One’s concern, therefore, is the fact that not a few of our political leaders are putting the cart before the horse. The undue and extreme focus of concentrating enormous political powers at the federal centre is an aberration that should be done away with before the 2023 general elections. Focus should rather go to the holistic restructuring of the current contraption of a country where the state governors still go cap-in-hand to Abuja for the so-called monthly allocation!
 
If, for instance, the country is restructured along the six geo-political zones catalyzed with true fiscal federalism power would be devolved from the bloated centre to the zones. Less attention would be on who becomes the next president. Political tension would be drastically reduced. Internecine struggles for who controls Aso Rock will be the exception rather than the rule of the seasonal political gambits and games.
 
Better still, the unleashing of the latent, huge economic potentials of the zones would engender healthy competition as it was during the First Republic in the ‘60s.
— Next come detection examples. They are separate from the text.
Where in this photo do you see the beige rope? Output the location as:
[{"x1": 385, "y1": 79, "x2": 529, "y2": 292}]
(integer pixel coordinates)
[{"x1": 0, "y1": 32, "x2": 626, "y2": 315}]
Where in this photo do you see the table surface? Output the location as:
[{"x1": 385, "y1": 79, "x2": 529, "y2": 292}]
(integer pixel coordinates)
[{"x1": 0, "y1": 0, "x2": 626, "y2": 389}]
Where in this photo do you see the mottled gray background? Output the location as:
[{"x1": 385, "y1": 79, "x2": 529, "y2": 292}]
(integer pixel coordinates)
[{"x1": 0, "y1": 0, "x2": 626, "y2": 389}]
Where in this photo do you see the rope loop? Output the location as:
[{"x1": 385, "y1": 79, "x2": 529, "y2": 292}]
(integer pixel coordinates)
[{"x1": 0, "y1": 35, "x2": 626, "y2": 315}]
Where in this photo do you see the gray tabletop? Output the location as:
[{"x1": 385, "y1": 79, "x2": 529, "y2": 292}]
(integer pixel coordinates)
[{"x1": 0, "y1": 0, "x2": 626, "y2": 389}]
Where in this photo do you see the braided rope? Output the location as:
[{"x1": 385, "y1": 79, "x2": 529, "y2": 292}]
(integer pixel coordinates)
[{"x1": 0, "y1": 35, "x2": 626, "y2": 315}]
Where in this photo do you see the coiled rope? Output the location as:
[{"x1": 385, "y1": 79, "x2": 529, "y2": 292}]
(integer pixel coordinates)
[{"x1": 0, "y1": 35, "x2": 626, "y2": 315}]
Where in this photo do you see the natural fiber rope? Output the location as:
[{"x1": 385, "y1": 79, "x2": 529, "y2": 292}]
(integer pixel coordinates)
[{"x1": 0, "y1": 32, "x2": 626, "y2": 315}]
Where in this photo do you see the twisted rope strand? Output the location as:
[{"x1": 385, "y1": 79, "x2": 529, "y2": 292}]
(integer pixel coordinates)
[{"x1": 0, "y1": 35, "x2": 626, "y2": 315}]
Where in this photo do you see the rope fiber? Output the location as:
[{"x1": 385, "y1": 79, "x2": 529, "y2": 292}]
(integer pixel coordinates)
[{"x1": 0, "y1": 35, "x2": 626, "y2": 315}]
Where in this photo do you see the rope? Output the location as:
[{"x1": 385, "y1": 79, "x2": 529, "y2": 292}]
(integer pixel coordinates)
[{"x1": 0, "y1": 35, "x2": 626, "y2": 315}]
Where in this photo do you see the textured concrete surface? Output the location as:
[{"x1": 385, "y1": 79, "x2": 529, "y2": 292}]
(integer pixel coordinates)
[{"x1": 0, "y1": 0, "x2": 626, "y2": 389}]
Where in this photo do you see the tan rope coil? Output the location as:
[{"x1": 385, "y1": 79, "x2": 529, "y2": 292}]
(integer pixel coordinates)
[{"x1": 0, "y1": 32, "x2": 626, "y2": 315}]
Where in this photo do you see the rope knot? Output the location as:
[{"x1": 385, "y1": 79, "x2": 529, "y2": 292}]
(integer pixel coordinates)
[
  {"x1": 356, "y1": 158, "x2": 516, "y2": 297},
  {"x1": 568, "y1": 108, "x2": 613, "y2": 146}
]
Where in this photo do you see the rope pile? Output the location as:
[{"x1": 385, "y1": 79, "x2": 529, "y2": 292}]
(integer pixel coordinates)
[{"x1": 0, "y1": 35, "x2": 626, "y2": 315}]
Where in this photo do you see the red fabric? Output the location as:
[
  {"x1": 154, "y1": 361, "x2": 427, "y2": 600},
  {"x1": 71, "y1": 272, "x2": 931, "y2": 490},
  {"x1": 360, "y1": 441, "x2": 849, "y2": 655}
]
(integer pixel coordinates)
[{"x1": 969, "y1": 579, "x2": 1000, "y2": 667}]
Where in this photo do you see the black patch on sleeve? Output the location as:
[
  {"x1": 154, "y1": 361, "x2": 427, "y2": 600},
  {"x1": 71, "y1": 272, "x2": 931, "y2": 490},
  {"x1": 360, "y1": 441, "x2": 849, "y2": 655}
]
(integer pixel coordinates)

Back then the Northern Region, under Sir Ahmadu Bello boasted of the true pyramids of cotton and groundnut along with the high-selling hides and skin. The Eastern Region with Michael Okpara had its oil palms and rubber to galvanise the fastest developing entity under the Commonwealth countries. And of course, the Western Region under the sage, Chief Obafemi Awolowo called the economic shots with cocoa revenues that funded Free Education policy, construction of good access roads, the Liberty Stadium, the iconic Cocoa House and the first television station in Sub-Sahara Africa.
 
It is gratifying that the SMBLF leaders aligned with my thoughts. They noted that Nigeria’s Constitution and structure were grossly flawed and lopsided. They are demanding the fundamental restructuring of the country through the enactment of a new constitution that would enthrone equity, fairness and justice. “It must be One Nation, One System,” the communique said.
 
On the sensitive issue of insecurity, the communiqué condemned “the continued senseless killings of innocent citizens across the country by terrorists and criminals,”, especially in the North-West. It called on the government and security agencies to redouble efforts to safeguard the lives and property of Nigerians. Impunity and injustice must be vehemently rejected if Nigeria must realize her full potential as a prosperous nation.”
 

While advising the National Assembly to only give consideration to bills that would promote equity, justice, peace and national cohesion instead of issues that would exacerbate conflicts and crisis in the country, it urged governors and members of the National Assembly of the South-East, South-West, South-South and Middle-Belt to commit themselves to the subject of restructuring.
 
As the months roll into weeks and days before the 2023 general elections, the robust content of the communiqué of the SMBLF should drive the philosophies, principles and policies of the political parties. This will no doubt, douse the tensions built over the years by the separatist agitations. A stitch in time saves nine.